Minor contends the juvenile court erred by setting a maximum term of confinement because he was not removed from the custody of his parents. Specifically, he contends that under In re Matthew A. (2008) 165 Cal.App.4th 537, 541-542 (Matthew A. ), the maximum term of confinement should be stricken. The People contend the statement of the maximum time minor could be confined need not be stricken because it had no legal effect and has not prejudiced minor. We agree with the People.
"When a minor is removed from the physical custody of his parent or custodian as a result of criminal violations sustained under Welfare and Institutions Code section 602, the court must specify the maximum term of imprisonment that could be imposed upon an adult convicted of the same offense or offenses. [Citation.]" (Matthew A., supra, 165 Cal.App.4th at p. 541; see also Welf. & Inst. Code, § 726, subd. (c).)

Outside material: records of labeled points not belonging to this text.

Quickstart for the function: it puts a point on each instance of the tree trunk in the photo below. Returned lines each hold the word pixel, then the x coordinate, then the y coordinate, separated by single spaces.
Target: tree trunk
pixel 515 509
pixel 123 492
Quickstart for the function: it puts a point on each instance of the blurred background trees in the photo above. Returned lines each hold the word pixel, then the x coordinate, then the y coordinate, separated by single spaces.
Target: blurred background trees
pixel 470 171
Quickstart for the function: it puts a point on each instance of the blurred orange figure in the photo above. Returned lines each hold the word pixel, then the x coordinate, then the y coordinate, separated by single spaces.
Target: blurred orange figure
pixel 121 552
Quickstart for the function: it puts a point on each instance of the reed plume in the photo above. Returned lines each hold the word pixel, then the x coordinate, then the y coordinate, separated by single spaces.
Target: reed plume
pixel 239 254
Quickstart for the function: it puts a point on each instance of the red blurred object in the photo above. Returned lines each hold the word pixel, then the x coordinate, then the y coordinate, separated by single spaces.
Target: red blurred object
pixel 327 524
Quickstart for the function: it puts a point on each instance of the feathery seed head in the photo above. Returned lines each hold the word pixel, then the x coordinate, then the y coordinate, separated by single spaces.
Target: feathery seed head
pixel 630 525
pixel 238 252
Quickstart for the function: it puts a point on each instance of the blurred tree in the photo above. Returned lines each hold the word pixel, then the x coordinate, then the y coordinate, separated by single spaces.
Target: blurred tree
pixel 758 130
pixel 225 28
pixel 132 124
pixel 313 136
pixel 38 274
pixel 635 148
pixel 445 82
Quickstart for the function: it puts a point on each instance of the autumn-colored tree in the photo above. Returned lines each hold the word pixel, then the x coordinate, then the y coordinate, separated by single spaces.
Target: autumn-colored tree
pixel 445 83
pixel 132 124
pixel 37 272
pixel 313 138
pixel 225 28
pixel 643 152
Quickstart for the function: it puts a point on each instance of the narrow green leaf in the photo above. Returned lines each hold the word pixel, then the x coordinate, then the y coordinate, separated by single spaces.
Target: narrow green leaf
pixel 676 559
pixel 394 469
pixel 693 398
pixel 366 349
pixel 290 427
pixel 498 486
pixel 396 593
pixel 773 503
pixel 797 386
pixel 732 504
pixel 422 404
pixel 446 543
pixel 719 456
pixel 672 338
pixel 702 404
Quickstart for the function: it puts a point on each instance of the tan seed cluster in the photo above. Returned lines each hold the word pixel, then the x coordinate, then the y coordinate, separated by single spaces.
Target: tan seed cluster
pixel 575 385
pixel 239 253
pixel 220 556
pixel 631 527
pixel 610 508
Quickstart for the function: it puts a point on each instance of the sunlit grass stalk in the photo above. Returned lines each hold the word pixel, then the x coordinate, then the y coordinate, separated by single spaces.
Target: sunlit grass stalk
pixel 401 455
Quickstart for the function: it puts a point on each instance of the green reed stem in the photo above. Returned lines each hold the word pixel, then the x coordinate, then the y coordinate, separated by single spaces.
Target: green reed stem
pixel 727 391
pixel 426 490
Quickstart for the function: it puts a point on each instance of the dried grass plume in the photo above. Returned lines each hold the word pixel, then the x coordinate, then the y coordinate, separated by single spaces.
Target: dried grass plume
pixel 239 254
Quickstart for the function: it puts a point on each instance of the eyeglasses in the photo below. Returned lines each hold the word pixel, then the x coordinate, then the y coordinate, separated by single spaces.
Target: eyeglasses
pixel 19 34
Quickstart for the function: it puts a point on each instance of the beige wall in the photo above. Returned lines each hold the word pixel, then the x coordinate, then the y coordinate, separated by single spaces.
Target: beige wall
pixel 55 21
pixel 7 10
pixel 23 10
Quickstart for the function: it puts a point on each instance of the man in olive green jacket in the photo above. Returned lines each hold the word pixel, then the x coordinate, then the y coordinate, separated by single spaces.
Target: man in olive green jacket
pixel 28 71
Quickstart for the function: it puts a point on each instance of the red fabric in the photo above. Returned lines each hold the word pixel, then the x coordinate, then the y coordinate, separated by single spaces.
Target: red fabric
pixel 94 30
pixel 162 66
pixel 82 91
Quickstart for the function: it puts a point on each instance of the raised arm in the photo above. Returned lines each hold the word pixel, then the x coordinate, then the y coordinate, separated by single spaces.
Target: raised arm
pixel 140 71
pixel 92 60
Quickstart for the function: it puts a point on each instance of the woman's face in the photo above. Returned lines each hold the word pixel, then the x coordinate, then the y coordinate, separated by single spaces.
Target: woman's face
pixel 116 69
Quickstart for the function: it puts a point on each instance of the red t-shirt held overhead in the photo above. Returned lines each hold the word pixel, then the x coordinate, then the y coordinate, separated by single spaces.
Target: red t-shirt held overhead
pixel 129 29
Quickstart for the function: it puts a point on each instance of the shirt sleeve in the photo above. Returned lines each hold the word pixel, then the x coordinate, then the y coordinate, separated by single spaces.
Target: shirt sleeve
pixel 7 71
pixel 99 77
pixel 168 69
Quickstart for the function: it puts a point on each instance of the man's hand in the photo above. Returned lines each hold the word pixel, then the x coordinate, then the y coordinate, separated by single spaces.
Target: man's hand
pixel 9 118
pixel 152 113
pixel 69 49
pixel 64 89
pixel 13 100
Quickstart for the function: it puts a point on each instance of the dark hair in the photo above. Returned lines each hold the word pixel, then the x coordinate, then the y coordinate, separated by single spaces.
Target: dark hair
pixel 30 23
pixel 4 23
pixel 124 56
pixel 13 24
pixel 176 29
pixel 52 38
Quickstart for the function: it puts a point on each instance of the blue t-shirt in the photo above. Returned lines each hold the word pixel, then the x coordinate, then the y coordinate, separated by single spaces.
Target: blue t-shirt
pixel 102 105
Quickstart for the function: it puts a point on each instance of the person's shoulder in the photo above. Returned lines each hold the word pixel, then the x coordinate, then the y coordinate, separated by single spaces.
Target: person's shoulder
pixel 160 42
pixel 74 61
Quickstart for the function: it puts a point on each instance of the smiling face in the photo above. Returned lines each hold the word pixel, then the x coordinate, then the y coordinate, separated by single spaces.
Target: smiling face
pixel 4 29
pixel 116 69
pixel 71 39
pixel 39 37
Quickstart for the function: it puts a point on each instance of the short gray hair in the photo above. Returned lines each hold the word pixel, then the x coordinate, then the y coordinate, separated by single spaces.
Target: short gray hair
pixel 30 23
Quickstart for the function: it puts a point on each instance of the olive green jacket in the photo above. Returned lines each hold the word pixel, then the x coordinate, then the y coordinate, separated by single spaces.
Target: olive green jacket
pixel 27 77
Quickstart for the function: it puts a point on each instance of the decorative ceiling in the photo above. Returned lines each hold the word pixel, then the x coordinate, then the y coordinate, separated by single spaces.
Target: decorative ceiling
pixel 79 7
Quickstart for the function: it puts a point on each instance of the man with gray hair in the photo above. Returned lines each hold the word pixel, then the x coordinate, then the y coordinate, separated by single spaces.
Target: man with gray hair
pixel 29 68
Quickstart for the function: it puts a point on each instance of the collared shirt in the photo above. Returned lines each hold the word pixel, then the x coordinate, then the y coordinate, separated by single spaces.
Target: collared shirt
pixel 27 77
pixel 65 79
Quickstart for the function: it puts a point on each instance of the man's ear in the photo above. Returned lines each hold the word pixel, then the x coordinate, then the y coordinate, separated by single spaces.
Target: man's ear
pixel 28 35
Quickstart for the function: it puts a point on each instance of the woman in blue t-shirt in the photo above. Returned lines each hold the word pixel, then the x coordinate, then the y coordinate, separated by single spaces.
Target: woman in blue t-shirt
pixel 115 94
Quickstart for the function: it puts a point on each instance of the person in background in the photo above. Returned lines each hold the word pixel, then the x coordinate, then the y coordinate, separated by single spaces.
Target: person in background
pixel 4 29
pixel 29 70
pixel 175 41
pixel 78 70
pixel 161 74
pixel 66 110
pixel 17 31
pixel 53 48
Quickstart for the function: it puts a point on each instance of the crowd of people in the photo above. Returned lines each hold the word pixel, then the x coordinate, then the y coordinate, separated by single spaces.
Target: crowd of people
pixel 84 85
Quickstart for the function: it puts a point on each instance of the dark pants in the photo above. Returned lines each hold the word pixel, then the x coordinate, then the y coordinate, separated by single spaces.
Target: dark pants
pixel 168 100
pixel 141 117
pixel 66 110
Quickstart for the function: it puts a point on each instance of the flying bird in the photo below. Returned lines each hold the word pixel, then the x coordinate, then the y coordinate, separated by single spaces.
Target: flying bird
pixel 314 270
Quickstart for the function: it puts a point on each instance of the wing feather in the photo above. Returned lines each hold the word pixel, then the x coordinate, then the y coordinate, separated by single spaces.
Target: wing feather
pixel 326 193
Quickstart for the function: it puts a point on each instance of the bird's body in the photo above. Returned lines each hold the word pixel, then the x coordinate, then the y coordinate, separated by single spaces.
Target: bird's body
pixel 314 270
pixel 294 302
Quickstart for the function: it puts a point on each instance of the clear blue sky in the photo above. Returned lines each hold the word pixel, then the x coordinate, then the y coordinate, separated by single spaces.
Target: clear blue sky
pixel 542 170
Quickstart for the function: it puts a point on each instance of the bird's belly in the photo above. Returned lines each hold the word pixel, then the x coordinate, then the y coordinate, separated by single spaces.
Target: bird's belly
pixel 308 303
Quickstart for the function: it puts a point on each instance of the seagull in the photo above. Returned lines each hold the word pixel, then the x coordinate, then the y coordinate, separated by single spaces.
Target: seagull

In Matthew A., the minor was placed at home on probation, but the court nonetheless set a maximum term of confinement. (Matthew A., supra, 165 Cal.App.4th at p. 541.) The appellate court noted the lower court's error in doing so and ordered that the maximum confinement term set by the juvenile court be stricken because "criticism of this practice in prior opinions without actually ordering a correction of the disposition seems to have had little effect." (Id. at pp. 541-542.)
In In re Ali A. (2006) 139 Cal.App.4th 569, 572-574 (Ali A. ), the minor was declared a ward of the court, granted probation, and placed in the custody of his parents. The juvenile court stated the maximum term of confinement was three years. (Id. at p. 572.) The Court of Appeal concluded the juvenile court was not required by Welfare and Institutions Code section 726, subdivision (c), to include a maximum term of confinement in its dispositional order. Accordingly, the appellate court held that the maximum term of confinement contained in the dispositional order was "of no legal effect." (Ali A., at pp. 573-574.) The court concluded the minor was not prejudiced by the presence of the term and there was no basis for remand. (Id. at p. 574.) The court further noted any risk that a later judge might believe he or she was required to impose the three-year maximum term contained in the dispositional order was obviated by the presence of the appellate opinion in the record. (Id. at p. 574, fn. 2.)
At the jurisdictional hearing, the juvenile court sustained the petition and stated "Paragraph 1 is a one-year misdemeanor. Paragraph 2 is a six-month misdemeanor. So the total time is one year and two months." At the dispositional hearing, held over a month later, minor was declared a ward and continued in the custody of his parents. In this context, we follow Ali A. and hold that the statement of maximum confinement was of no legal effect. This is because: the statement was made prior to any determination as to the disposition of minor's case; the statement was not entered into the dispositional (or any other written) order; and Welfare and Institutions Code section 726, subdivision (c), was not triggered due to minor being continued in parental custody. Therefore, no corrective action is necessary.
The finding on the paragraph 2 allegation is reversed.
The following two probation conditions are modified to insert "except for medically necessary prescriptions" at the end of each condition:
In all other respects, the judgment is affirmed.
HOLLENHORST, J. and RICHLI, J., concurs.